Both the 2b and 7b models have been tested with this package - either the 2b-it-sfp or 7b-it-sfp model weights are suggested as a good place to start.

Example

The following examples demonstrate the basics of prompting the 2b and 7b gemma model:

library(rgemmacpp)

2b model

m = gemma(
  tokenizer="~/Scratch/gemma/tokenizer.spm",
  compressed_weights="~/Scratch/gemma/2b-it-sfp.sbs",
  model="2b-it",
  multiturn="1"
)

m$prompt("What are top 5 places I should visit in Durham, NC?")
#> 
#> 1. **Duke University Campus**
#> 2. **Durham Performing Arts Center**
#> 3. **The Duke Homestead**
#> 4. **The Duke Gardens**
#> 5. **The American Tobacco Museum**

m$prompt("Which of the previous locations are best for kids?")
#> 
#> The Duke Gardens and the American Tobacco Museum are best for kids. The Duke Gardens offer a variety of activities for kids of all ages, including a children's garden, a playground, and a petting zoo. The American Tobacco Museum offers exhibits on the history of tobacco in Durham, including a factory tour and a museum shop.

m$prompts
#> [1] "What are top 5 places I should visit in Durham, NC?"
#> [2] "Which of the previous locations are best for kids?"
m$responses
#> [1] "What are top 5 places I should visit in Durham, NC?"
#> [2] "Which of the previous locations are best for kids?"

7b model

m = gemma(
  tokenizer="~/Scratch/gemma/tokenizer.spm",
  compressed_weights="~/Scratch/gemma/7b-it-sfp.sbs",
  model="7b-it",
  multiturn="1"
)

m$prompt("What are top 5 places I should visit in Durham, NC?")
#> 
#> 1. **Duke University Campus**
#> 2. **The Museum of Life and Science**
#> 3. **The Duke Gardens**
#> 4. **The North Carolina Museum of Gems**
#> 5. **The Eno River Trail System**

m$prompt("Which of the previous locations are best for kids?")
#> 
#> The Museum of Life and Science, the Duke Gardens, and the North Carolina Museum of Gems are all great places for kids.

m$prompts
#> [1] "What are top 5 places I should visit in Durham, NC?"
#> [2] "Which of the previous locations are best for kids?"
m$responses
#> [1] "What are top 5 places I should visit in Durham, NC?"
#> [2] "Which of the previous locations are best for kids?"

Configuration options

All of the currently available configuration options can be explored through the gemma_args() function:

gemma_args()
#> # A tibble: 12 × 3
#>    arg                  default                help                             
#>    <chr>                <chr>                  <chr>                            
#>  1 tokenizer            ""                     Path name of tokenizer model fil…
#>  2 compressed_weights   ""                     Path name of compressed weights …
#>  3 model                ""                     Model type 2b-it = 2B parameters…
#>  4 weights              ""                     Path name of model weights (.sbs…
#>  5 max_tokens           "3072"                 Maximum number of tokens in prom…
#>  6 max_generated_tokens "2048"                 Maximum number of tokens to gene…
#>  7 temperature          "1.000000"             Temperature for top-K            
#>  8 deterministic        "0"                    Make top-k sampling deterministic
#>  9 multiturn            "0"                    Multiturn mode 0 = clear KV cach…
#> 10 verbosity            "1"                    Show verbose developer informati…
#> 11 num_threads          "18446744073709551615" Number of threads to use. Defaul…
#> 12 eot_line             ""                     End of turn line. When you speci…
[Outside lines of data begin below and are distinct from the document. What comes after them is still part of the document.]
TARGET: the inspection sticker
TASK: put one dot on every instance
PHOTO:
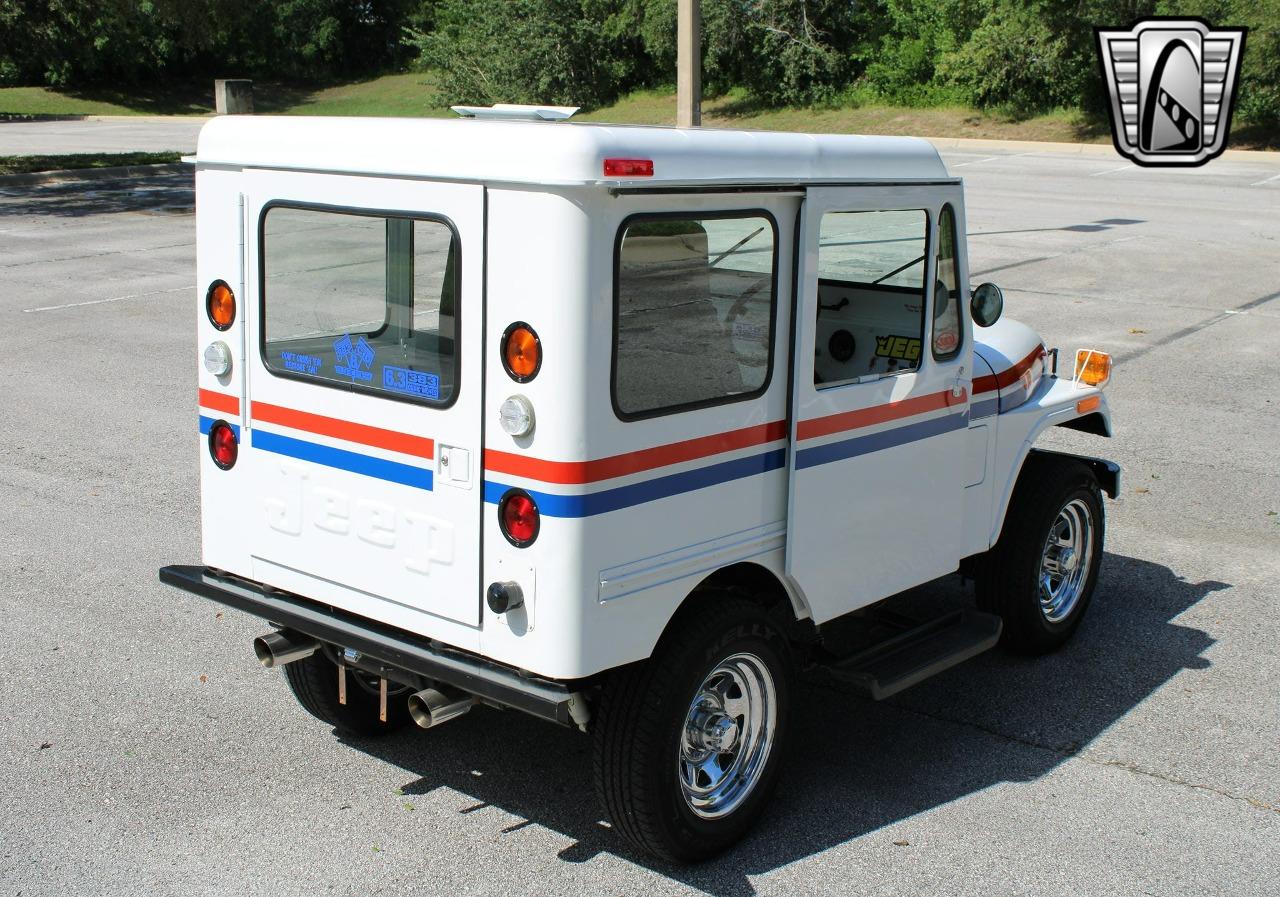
(304, 364)
(355, 360)
(411, 383)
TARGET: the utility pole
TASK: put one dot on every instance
(689, 64)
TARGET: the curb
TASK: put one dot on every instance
(71, 174)
(1077, 149)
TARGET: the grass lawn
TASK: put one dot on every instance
(28, 164)
(416, 94)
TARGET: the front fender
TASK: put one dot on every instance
(1055, 403)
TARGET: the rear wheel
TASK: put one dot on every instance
(314, 681)
(1040, 576)
(689, 744)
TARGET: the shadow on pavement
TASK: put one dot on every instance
(855, 767)
(172, 193)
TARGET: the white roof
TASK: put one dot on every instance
(558, 154)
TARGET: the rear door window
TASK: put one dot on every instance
(695, 309)
(361, 302)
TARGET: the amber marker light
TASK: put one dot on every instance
(521, 352)
(1092, 369)
(220, 305)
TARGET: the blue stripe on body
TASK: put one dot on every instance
(877, 442)
(984, 408)
(206, 424)
(379, 468)
(649, 490)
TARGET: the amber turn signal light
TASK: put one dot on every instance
(220, 305)
(521, 352)
(1092, 369)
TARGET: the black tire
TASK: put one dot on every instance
(1009, 577)
(640, 724)
(314, 681)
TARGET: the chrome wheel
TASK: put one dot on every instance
(727, 736)
(1065, 561)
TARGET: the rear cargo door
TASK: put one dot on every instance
(362, 434)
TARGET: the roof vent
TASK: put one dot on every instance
(515, 111)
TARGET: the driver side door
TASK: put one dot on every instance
(880, 396)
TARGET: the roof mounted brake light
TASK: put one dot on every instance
(627, 168)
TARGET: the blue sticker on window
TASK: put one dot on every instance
(355, 361)
(302, 364)
(411, 383)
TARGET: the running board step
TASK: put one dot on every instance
(917, 654)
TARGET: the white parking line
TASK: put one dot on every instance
(114, 298)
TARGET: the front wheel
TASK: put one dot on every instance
(1040, 576)
(689, 744)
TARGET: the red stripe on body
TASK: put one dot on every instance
(1009, 376)
(352, 433)
(228, 404)
(577, 472)
(881, 413)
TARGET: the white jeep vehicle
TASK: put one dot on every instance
(607, 424)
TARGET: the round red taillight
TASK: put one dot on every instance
(521, 352)
(223, 445)
(519, 517)
(220, 305)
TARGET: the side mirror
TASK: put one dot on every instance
(987, 305)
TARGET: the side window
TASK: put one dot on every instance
(361, 302)
(946, 292)
(694, 311)
(872, 268)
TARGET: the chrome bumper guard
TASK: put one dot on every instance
(394, 648)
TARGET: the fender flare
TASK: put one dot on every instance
(1055, 415)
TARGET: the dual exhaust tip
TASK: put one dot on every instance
(428, 708)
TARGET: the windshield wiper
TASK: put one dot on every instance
(897, 270)
(734, 248)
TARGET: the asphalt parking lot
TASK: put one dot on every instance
(145, 753)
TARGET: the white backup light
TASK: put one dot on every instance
(516, 416)
(218, 358)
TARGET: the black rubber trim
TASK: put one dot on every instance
(392, 646)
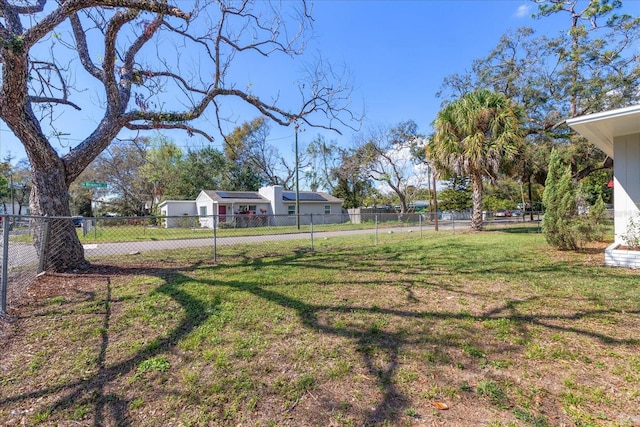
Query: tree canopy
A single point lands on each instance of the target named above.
(128, 57)
(473, 136)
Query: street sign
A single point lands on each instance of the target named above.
(94, 184)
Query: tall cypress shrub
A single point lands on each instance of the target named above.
(559, 199)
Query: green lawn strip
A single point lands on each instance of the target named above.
(496, 324)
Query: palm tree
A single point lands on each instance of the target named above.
(473, 137)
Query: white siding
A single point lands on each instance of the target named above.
(626, 186)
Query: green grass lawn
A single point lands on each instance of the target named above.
(498, 326)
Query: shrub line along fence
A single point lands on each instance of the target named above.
(29, 241)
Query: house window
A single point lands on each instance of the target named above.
(245, 209)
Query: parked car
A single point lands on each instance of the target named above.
(503, 213)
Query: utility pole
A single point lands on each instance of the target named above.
(297, 183)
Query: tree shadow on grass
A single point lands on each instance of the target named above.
(369, 343)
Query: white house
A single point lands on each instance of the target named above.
(268, 206)
(617, 133)
(173, 210)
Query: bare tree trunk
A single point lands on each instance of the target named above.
(476, 215)
(50, 195)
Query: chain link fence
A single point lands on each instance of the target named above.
(32, 245)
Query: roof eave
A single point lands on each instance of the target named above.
(602, 128)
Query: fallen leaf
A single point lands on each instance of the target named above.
(440, 405)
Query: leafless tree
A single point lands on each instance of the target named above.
(145, 64)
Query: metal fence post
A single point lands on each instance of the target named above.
(311, 221)
(44, 241)
(5, 265)
(376, 222)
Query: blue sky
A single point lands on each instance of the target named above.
(397, 54)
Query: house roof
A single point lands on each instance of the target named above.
(236, 197)
(309, 197)
(601, 128)
(254, 197)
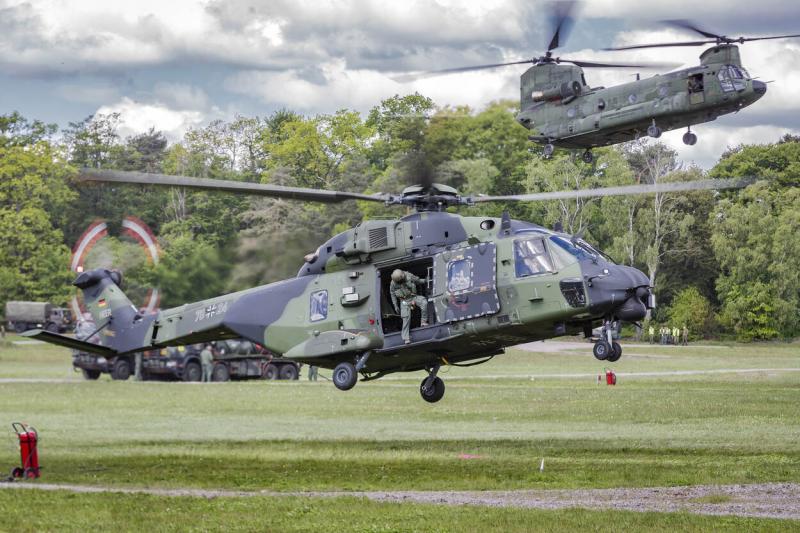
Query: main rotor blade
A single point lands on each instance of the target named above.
(627, 190)
(404, 78)
(238, 187)
(744, 39)
(561, 21)
(689, 25)
(594, 64)
(660, 45)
Once a model has been constructed the configuration can be viewed with

m = gemma(
  tokenizer="~/Scratch/gemma/tokenizer.spm",
  compressed_weights="~/Scratch/gemma/2b-it-sfp.sbs",
  model="2b-it",
  multiturn="1"
)

m$print_config()
#> tokenizer                : /Users/rundel/Scratch/gemma/tokenizer.spm
#> compressed_weights       : /Users/rundel/Scratch/gemma/2b-it-sfp.sbs
#> model                    : "2b-it"
#> weights                  : [no path specified]
#> max_tokens               : 3072
#> max_generated_tokens     : 2048
#> temperature              : 1.000000
#> deterministic            : 0
#> multiturn                : 1
#> verbosity                : 1
#> num_threads              : 8
#> eot_line                 : ""

m$get_config()
#> $tokenizer
#> [1] "/Users/rundel/Scratch/gemma/tokenizer.spm"
#> 
#> $compressed_weights
#> [1] "/Users/rundel/Scratch/gemma/2b-it-sfp.sbs"
#> 
#> $model
#> [1] "2b-it"
#> 
#> $multiturn
#> [1] "1"
#> 
#> $num_threads
#> [1] "8"